To implement Bayesian models efficiently, we have to rely on probabilistic programming languages, such as `Gen` and `Turing`, which seamlessly interface with the rest of the Julia ecosystem. This explicitly includes Flux. At its core these probabilistic programming systems construct a domain-specific language to express express probabilistic models, sample from probability distributions and utilize their integrated inference engines such as `Hamiltonian Monte-Carlo`, `Sequential Monte-Carlo`, `Variational Inference`, etc.

In [None]:
using Gen

Probabilistic programming works at its core with the abstract of a 'generative model'. Generative models describe a model defined in the Julia programming language and with `@gen` defined in the dynamic domain-specific language of Gen (to be explained in the afternoon).

In [None]:
# Define the generative model, which Gen relies on
@gen function regression_model(regX::Vector{Float64})
    slope = @trace(normal(110, 10), :slope)
    intercept = @trace(normal(50, 2), :intercept)
    for (i, x) in enumerate(regX)
        @trace(normal(slope * x + intercept, 1), "y-$i")
    end
end

Construct an inference program, which takes in the data set and runs an inference routine on our model.
For this we rely on the standard inference library at the core of Gen. This allows the scientist a higher-level
abstraction, hence making the implementation of ideas and inference routines a lot easier and more accessible to
non-experts. The inference program automatically fits 'slope' and 'intercept'.

In [None]:
function regression_inference_program(regX::Vector{Float64}, regY::Vector{Float64}, num_iters::Int)
    # Create a choicemap to constrain the set of possible y coordinates
    # to the observed y values
    constraints = choicemap()
    for (i, y) in enumerate(regY)
        constraints["y-$i"] = y
    end
    
    # Generate an initial execution trace in which the execution is constrained by
    # the pre-defined 'constraints'
    (trace, _) = generate(regression_model, (regX,), constraints)
    
    # Iteratively update the slope and the intercept using the
    # in-built metropolis_hastings sampler
    for iter=1:num_iters
        (trace, _) = metropolis_hastings(trace, select(:slope))
        (trace, _) = metropolis_hastings(trace, select(:intercept))
    end
    
    # Retrieve 'slope' and 'intercept' values from final trace
    choices = get_choices(trace)
    return (choices[:slope], choices[:intercept])
end

In [None]:
# Run the inference program
(slope, intercept) = regression_inference_program(regX, regY, 10000)
println("slope: $slope, intercept: $intercept")
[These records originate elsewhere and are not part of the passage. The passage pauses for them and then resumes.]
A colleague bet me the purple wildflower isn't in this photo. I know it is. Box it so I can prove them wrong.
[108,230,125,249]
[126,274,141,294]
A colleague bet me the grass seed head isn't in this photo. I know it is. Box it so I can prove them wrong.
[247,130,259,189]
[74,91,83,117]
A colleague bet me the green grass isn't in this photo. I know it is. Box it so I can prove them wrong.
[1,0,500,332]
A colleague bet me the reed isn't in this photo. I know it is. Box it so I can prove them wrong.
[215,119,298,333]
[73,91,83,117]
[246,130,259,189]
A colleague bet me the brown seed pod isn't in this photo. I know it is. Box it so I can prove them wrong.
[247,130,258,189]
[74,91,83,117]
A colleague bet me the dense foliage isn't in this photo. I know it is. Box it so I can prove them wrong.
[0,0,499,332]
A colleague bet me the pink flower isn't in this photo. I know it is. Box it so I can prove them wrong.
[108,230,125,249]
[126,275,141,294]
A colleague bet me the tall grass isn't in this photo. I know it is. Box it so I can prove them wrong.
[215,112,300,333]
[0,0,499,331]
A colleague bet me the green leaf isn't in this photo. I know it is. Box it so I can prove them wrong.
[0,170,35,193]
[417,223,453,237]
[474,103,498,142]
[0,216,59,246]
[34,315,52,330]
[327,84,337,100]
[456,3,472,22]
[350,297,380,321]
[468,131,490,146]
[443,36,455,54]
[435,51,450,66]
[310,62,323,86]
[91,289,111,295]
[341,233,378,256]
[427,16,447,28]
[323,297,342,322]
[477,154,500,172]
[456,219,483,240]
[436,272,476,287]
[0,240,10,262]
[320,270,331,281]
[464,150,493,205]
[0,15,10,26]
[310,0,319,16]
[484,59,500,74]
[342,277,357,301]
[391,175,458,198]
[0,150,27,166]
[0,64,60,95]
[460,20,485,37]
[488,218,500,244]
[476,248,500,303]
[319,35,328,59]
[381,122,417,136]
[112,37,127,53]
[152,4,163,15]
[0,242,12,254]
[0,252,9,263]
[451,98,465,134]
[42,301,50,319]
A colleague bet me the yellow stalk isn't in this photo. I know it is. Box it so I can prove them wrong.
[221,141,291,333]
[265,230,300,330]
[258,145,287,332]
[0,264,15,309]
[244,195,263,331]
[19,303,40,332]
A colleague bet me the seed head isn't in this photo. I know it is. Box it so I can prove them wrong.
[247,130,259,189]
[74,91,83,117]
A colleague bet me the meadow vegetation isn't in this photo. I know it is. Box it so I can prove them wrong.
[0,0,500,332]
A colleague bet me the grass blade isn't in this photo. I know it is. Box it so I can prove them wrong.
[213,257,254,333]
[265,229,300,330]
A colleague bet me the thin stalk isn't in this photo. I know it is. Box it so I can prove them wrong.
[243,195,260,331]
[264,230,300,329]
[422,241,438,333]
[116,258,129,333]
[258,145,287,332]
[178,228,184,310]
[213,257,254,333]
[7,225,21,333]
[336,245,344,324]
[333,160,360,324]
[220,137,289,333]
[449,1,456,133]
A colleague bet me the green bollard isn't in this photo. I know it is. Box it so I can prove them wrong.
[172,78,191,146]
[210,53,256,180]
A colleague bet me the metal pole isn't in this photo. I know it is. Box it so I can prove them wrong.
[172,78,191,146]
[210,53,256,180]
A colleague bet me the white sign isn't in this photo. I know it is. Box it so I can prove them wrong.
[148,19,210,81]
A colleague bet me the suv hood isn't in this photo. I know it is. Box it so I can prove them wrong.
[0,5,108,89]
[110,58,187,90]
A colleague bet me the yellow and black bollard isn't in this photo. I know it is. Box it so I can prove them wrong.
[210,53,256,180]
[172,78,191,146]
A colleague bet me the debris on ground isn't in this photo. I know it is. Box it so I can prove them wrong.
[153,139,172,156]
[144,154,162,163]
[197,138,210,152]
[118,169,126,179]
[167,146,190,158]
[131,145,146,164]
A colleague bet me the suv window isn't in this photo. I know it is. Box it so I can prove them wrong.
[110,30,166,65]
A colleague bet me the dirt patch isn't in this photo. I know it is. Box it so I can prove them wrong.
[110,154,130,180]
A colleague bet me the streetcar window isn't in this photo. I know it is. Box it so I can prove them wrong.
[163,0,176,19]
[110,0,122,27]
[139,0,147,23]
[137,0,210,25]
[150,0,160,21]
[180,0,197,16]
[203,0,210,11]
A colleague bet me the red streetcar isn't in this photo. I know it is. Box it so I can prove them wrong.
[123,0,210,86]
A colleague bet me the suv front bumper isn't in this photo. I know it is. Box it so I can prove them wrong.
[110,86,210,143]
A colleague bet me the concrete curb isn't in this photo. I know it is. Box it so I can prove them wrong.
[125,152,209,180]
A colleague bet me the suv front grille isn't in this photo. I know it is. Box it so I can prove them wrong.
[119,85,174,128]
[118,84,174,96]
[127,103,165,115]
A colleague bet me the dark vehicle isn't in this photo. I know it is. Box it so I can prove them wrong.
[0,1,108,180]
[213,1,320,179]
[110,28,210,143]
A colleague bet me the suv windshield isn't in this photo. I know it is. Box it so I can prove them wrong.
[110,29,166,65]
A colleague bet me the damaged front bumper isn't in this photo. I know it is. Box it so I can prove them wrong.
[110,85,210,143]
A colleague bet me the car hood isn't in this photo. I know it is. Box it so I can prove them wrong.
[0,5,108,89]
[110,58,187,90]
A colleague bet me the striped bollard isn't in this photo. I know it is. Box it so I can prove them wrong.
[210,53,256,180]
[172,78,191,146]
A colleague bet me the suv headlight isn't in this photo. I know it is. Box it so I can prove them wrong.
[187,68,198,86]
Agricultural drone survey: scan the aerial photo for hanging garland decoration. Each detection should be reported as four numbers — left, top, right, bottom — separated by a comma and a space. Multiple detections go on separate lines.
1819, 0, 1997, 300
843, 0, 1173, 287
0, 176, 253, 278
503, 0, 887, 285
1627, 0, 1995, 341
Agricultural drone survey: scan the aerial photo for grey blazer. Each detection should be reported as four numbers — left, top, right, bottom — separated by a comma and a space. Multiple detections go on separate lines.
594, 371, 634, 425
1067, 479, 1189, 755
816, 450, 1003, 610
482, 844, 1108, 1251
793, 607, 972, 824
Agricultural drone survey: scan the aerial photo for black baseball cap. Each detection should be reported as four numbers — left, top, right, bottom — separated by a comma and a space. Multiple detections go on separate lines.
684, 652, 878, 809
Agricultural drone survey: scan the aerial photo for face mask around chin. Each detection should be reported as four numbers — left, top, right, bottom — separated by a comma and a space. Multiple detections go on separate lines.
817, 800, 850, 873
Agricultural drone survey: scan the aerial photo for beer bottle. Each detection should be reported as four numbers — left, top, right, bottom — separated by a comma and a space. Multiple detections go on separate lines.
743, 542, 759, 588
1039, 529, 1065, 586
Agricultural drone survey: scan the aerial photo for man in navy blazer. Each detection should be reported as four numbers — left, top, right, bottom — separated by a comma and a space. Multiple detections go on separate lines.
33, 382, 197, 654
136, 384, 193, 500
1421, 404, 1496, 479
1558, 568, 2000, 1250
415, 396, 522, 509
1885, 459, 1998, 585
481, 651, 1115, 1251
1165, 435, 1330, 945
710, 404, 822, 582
Visualize the distribution after training:

In [None]:
# Plot the line trained with the inference program
plot!((x) -> intercept + slope * x, -3, 3, label="bubu")

## 5. Exercise

- Think of a way to rewrite the logistic regression in a Bayesian style as done in 4.
- Think of the above model:
   - What influence do the priors have?
   - Consider which probability distribution best represents the prior knowledge of model?
   - Experiment with the probability distributions in Gen, the available distributions are:
       - Bernoulli,            `bernoulli(prob_true::Real)`
       - Beta,                `beta(alpha::Real, beta::Real)`
       - Categorical,         `categorical(probs::Vector{Float64})`
       - Exponential,         `exponential(rate::Real)`
       - Gamma,               `gamma(shape::Real, scale::Real)`
       - Geometric,           `geometric(p::Real)`
       - Inverse Gamma,       `inv_gamma(shape::Real, scale::Real)`
       - Multivariate Normal, `mvnormal(mu::AbstractVector{Float64}, cov::AbstractMatrix{Float64})`
       - Poisson,             `poisson(lambda::Real)`